Periodic Reporting for period 1 - GRAPPA (Gestalts Relate Aesthetic Preferences to Perceptual Analysis)
Periodo di rendicontazione: 2022-10-01 al 2025-03-31
The first step in our approach was to develop high-quality datasets of images of paintings and natural scenes with reliable aesthetic ratings by humans (WP1). We have started this work by first reviewing the available datasets. We have conducted an extensive literature search for this and compiled a database of the available datasets, along with their properties, which will be shared with the research community. Because we concluded that most available datasets were still limited (either in size or in quality), especially for images of artworks, we have invested significant time and effort in data collection for aesthetic ratings of images of artworks (and natural scenes in some cases) through large-scale online studies. So far, we have conducted 9 online studies, of which 5 are key ingredients for our model development and 4 are focused on specific aspects that help us to refine our model in future iterations.
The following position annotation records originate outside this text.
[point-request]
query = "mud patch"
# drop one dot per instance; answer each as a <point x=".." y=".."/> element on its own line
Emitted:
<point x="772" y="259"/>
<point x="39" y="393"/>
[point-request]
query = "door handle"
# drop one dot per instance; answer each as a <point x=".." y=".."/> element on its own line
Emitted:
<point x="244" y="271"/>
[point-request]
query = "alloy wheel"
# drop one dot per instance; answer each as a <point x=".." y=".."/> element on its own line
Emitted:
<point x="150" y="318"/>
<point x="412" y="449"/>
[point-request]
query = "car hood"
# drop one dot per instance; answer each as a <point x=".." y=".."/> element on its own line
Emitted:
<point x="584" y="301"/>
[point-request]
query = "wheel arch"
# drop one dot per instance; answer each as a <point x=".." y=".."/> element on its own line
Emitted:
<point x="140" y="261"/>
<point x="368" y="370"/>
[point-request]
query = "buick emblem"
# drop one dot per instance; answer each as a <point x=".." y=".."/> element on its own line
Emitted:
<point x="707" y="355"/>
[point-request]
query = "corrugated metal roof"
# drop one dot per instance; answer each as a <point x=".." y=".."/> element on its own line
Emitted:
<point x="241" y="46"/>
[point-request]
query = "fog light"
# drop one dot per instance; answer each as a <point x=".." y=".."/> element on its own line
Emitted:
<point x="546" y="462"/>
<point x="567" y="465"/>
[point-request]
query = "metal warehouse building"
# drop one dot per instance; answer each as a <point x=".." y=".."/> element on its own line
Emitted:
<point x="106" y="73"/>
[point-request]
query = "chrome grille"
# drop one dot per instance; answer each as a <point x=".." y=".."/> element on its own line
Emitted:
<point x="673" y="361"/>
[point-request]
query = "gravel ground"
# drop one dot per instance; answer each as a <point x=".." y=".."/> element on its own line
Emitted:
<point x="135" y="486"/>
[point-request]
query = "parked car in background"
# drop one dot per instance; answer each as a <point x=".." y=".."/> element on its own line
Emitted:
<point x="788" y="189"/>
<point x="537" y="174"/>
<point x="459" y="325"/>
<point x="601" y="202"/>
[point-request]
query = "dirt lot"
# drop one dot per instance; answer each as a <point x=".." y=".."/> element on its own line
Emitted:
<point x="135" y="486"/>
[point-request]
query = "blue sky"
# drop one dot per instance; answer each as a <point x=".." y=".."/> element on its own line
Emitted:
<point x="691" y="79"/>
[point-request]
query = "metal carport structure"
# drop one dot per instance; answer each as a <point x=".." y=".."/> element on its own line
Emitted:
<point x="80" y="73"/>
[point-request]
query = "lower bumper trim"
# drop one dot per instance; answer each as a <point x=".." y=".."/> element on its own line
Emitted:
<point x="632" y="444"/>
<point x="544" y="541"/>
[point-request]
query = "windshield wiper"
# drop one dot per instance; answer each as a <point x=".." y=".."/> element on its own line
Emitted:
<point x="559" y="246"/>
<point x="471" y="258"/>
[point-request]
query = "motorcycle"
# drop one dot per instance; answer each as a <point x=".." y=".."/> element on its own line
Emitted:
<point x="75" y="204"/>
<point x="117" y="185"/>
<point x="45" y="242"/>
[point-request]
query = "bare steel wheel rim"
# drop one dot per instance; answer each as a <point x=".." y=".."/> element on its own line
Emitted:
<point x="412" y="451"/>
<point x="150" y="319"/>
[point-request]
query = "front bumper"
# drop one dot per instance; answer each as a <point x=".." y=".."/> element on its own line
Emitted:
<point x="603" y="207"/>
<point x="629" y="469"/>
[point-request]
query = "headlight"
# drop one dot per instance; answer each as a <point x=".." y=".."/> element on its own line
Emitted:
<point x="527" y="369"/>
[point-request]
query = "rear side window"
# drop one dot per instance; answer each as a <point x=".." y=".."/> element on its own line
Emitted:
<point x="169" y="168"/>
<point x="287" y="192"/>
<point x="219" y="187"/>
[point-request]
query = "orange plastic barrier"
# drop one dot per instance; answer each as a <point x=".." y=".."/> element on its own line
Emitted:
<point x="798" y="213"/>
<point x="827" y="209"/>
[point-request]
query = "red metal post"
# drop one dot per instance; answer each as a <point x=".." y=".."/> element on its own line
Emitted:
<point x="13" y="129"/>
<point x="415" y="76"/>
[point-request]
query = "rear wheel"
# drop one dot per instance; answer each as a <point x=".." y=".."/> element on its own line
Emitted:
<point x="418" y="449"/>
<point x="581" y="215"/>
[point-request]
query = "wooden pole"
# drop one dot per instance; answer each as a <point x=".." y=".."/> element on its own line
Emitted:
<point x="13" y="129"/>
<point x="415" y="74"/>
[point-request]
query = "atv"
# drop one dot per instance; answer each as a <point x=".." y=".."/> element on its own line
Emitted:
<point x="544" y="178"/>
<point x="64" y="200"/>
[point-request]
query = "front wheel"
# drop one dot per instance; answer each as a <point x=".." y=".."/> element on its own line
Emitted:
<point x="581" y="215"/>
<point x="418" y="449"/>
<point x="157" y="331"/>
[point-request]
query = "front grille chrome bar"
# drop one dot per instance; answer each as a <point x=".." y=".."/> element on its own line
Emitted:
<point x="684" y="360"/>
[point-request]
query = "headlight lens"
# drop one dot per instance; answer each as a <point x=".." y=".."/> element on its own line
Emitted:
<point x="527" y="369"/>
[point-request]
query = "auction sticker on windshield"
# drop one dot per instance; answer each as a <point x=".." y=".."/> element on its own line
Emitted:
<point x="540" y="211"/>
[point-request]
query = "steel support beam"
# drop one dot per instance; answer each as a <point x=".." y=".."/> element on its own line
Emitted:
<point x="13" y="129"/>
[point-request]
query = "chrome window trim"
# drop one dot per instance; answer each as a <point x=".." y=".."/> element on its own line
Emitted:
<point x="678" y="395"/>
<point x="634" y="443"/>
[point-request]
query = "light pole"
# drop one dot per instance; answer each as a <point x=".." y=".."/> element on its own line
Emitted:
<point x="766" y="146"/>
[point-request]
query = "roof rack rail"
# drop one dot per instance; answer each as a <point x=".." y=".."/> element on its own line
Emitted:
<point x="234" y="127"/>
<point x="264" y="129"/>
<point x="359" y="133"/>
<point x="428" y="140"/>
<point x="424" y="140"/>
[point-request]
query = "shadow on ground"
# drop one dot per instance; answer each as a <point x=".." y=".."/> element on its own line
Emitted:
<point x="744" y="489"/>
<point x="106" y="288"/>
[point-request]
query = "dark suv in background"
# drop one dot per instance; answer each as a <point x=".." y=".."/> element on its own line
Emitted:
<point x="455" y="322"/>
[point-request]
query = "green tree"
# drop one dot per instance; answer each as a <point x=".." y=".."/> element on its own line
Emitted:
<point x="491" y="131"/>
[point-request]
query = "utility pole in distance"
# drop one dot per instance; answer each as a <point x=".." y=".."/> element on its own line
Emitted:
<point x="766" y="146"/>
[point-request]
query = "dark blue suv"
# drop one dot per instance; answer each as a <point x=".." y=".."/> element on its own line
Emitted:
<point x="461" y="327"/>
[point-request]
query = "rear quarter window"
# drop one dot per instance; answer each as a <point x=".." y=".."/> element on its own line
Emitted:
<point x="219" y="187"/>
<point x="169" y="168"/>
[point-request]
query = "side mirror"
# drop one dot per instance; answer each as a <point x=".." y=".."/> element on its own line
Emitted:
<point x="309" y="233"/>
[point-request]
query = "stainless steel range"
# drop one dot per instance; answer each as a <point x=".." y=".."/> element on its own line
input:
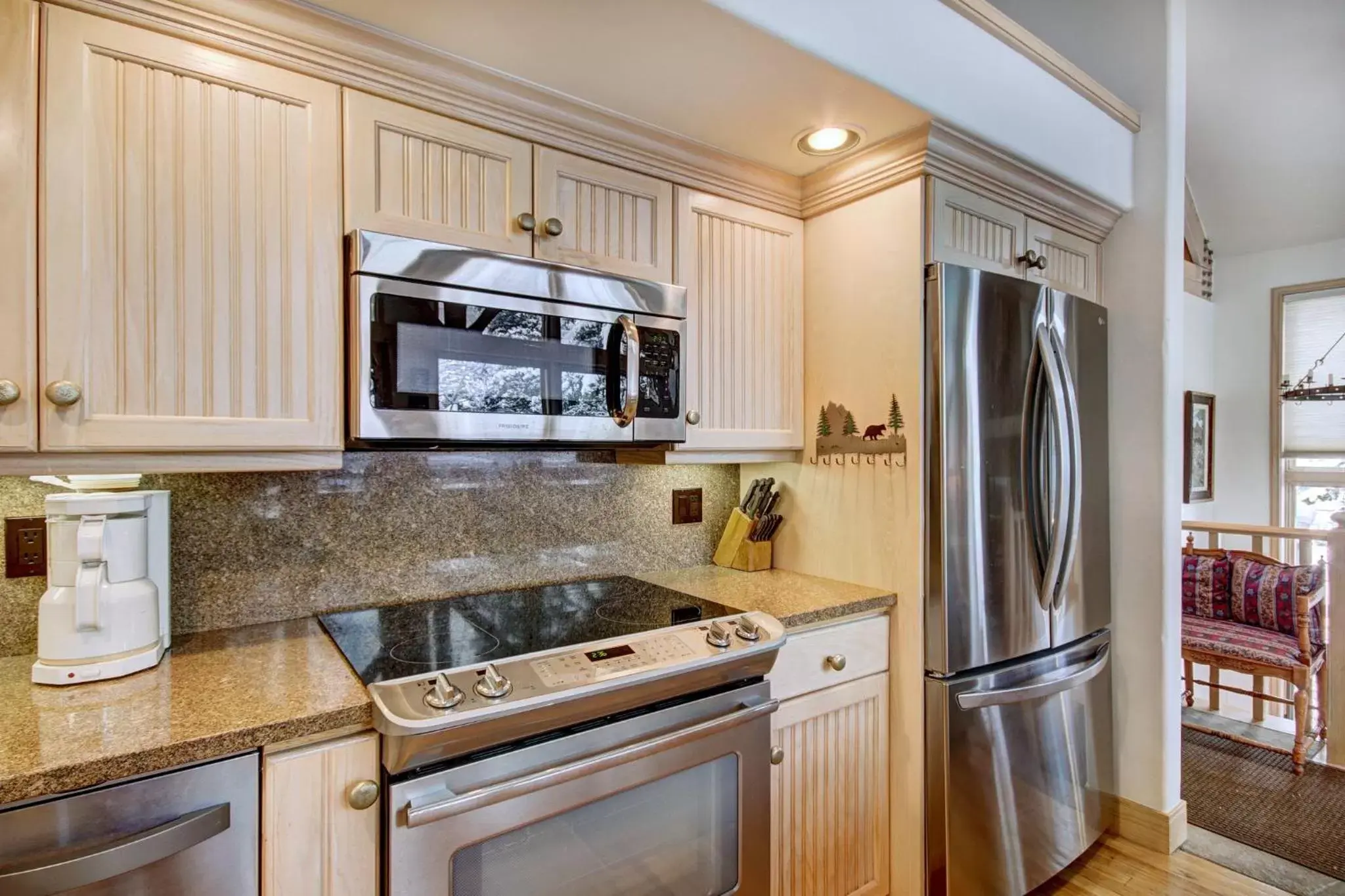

The first and largest dataset is called LAPIS (for Leuven Art Personalized Image Set), consisting of 11,723 carefully selected and curated images of paintings across 26 styles and 7 genres, rated on a visual analogue scale (from highly unaesthetic to highly aesthetic) by a total number of 552 raters (for an average of 24 raters per image). Next we have worked on two large datasets focused on central aspects of perceptual organization, symmetry and composition. In the symmetry study 900 participants were asked to indicate image regions containing symmetry for 200 artworks and 200 natural scenes, with 50 raters per image. In the composition study 1364 participants rated 160 natural scenes and 160 artworks on composition, spatial layout, order, complexity, pleasure, and interest. In addition we have also developed targeted datasets to test specific models.
Regarding model development (WP4) and testing (WP5) we have realized major technological achievements by developing and testing models that predict aesthetic preferences of images based on perceptual image properties at all levels, as well as person characteristics. In addition to model training in the studies on symmetry (WP1), we implemented different machine learning models that focus on aesthetic attributes to better understand what image attributes contribute to aesthetic judgements of these images. As part of WP4 we have developed a multi-task convolutional neural network for image aesthetic assessment and we have investigated the Gestalt principle of closure in convolutional neural networks. Additionally we have investigated the impact of local and global data augmentations on artistic image aesthetic assessment. While traditional image data augmentation alter composition, we developed BackFlip, a local image transformation that introduces variations in the data, without affecting the composition and aesthetic qualities. We have also investigated how well large vision-language models can classify key attributes of paintings, including their art style, author and period. Furthermore we have developed an Image Aesthetic Assessment (IAA) model that works for both Generic IAA and Personal IAA, and allows to explain their differences. Finally we are working on a new tokenization approach for vision transformers that preserves composition, high resolution, aspect ratio, and multiscale information in image aesthetic assessment.
For WP2 we have conducted an extensive pilot study with several kind of images and Gestalt-level properties in experts in vision science or art and aesthetics and we are developing an annotation tool that will allow future participants to indicate regions of interest with specific Gestalt-level annotations. For WP3 we have done some experiments with well-controlled stimuli allowing parametric variations of specific Gestalt-level image characteristics and are now focusing more specifically on their relation to individual differences in aesthetics. For WP6 we have finished and published one study and are currently exploring other approaches to generative AI models, based on our extensive review paper. For WP7 we are currently analyzing the data of several experiments to investigate how specific image characteristics affect perceived order and complexity, as well as the resulting aesthetic value. For WP8 we are currently conducting two experiments on the way eye-movements capture the composition of paintings and professional, high-quality photographs.
Second, the novel data augmentation method developed in the BackFlip paper clearly goes beyond the state-of-the-art in data augmentation because it is the only technique that preserves the composition of images.
Third, the new tokenization approach for vision transformers and the new model to integrate GIAA and PIAA clearly go beyond the state-of-the-art in the domain of vision transformers and image aesthetic assessment, respectively.